Die Finanzkommission des Nationalrats verlangt, dass der Bund auf vorzeitig gezahlten Bundessteuern mindestens 0,25 Prozent Vergütungszins zahlt. Das Finanzdepartement hatte den Zinssatz per Anfang Jahr auf Null gesenkt.
26.01.2017 12:00

Zuvor hatte der Bund 0,25 Prozent Zins auf Zahlungen vor dem Fälligkeitsdatum entrichtet. Das ist fünfmal mehr, als beispielsweise Postfinance auf Sparguthaben unter 1 Million Franken zahlt. Daher haben immer mehr Steuerpflichtige die direkte Bundessteuer vor der Fälligkeit eingezahlt.

Das verzerrte das Rechnungsergebnis des Bundes und erschwerte die Budgetierung. Allfällige Überschüsse muss der Bund nämlich für den Schuldenabbau verwenden, auch wenn diese lediglich aufgrund zeitlich vorgezogener Zahlungen entstanden sind.

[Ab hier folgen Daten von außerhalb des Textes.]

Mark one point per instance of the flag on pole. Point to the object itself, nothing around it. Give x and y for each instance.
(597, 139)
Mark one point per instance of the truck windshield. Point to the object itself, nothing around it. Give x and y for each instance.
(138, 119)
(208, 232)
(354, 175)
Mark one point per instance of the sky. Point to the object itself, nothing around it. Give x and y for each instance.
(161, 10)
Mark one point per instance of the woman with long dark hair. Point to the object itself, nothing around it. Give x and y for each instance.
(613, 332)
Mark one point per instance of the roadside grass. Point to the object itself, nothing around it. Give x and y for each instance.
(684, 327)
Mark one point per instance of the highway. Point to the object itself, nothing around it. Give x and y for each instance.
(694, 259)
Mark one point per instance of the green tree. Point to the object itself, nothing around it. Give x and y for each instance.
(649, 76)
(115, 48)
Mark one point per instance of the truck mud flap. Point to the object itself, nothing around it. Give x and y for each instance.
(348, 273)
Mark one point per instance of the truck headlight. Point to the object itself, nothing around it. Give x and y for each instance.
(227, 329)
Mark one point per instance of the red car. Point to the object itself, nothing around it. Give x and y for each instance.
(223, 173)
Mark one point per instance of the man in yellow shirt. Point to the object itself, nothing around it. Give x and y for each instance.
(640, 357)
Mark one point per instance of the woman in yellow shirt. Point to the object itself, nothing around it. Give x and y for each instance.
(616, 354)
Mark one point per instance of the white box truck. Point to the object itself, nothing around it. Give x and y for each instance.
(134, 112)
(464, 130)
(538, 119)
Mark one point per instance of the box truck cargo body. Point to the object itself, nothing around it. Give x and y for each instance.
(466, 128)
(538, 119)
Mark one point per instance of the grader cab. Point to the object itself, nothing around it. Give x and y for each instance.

Die Finanzkommission sorgt sich jedoch um die Steuermoral, wenn kein Vergütungszins winkt. Die Folge werde sein, dass die Steuerzahlungen zeitlich immer öfter in die Zukunft verschoben würden, heisst es in der Begründung einer Kommissionsmotion. Angesichts der nach wie vor geltenden Negativzinsen erwartet der Bundesrat jedoch keinen Einbruch der Steuermoral. Er lehnt die Motion daher ab, wie er in der am Donnerstag veröffentlichten Antwort schreibt.